White House Senior Legal Assistant Mika Rothman (far left) during the 2008 presidential campaign. •  Photo by Kelly Jo Smart
White House Senior Legal Assistant Mika Rothman (far left) during the 2008 presidential campaign. • Photo by Kelly Jo Smart

The following is a reflection from API White House staffer Mika Rothman:

In the summer of 2007, I boarded a plane for Des Moines, Iowa to work as an intern for then-Senator Obama’s longshot campaign. I remember late nights at 323 East Locust Street — I don’t think I’ll ever forget the Des Moines campaign office’s address — hunched over laptops, typing voter contact data into Excel spreadsheets, and early mornings stacking packets of canvassing materials. Any campaign veteran can proudly tell stories of all-nighters and the pre-sunrise starts to their days. But I saw a special type of dedication in the campaign’s tireless field organizers and my fellow interns. We were committed to spending every waking hour working to elect Barack Obama, but we were also building a grassroots organization to empower Americans within their own communities.

That summer, polls across the state put Barack Obama well behind in the caucus race. Numbers from the revered Des Moines Register to the Iowa State Fair — in which fairgoers dropped one corn kernel in a jar for their favored candidate — indicated that our campaign was climbing an uphill battle. But instead of fretting over poll percentages, our campaign was focused on building teams of supporters, empowered to organize for Barack Obama in their own neighborhoods across Iowa. It was a model inspired by Barack Obama’s work as a community organizer in Chicago.
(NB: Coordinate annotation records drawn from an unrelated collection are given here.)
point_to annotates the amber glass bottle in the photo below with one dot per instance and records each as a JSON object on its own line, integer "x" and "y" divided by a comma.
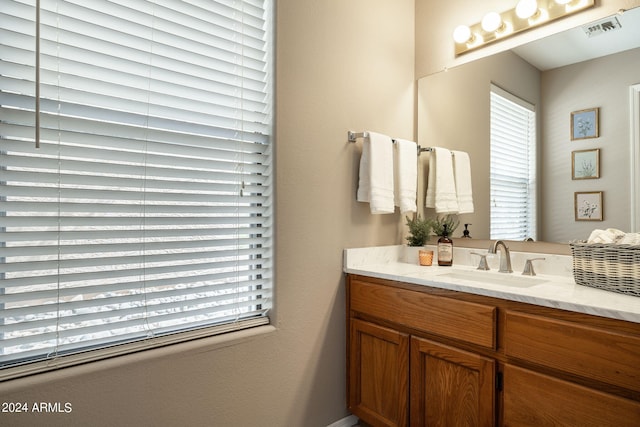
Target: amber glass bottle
{"x": 445, "y": 249}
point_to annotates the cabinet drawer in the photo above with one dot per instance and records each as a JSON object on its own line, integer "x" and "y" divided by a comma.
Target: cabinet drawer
{"x": 587, "y": 351}
{"x": 462, "y": 320}
{"x": 533, "y": 399}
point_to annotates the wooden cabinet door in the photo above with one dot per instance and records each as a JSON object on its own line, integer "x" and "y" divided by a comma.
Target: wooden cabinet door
{"x": 450, "y": 387}
{"x": 378, "y": 374}
{"x": 533, "y": 399}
White House Senior Legal Assistant Mika Rothman. • Courtesy Photo
White House Senior Legal Assistant Mika Rothman. • Courtesy Photo

The campaign’s foundation in community organizing is what makes this photo so special to me. I am standing outside 323 East Locust Street with my fellow interns on January 4th, 2008, the day after Barack Obama won the Iowa caucuses. We traded our summer t-shirts for winter parkas for a week and a half of “Get Out The Caucus.” The five of us spent long nights and early mornings together, alongside energized volunteers and heroic field organizers. We were just five out of hundreds of interns and staff across the state and country who had worked tirelessly over many months to get to that day. But the five of us felt an incredible bond amongst ourselves and with those throughout Iowa and across the country. We all shared a sense of community and purpose in our work to get Barack Obama to the White House.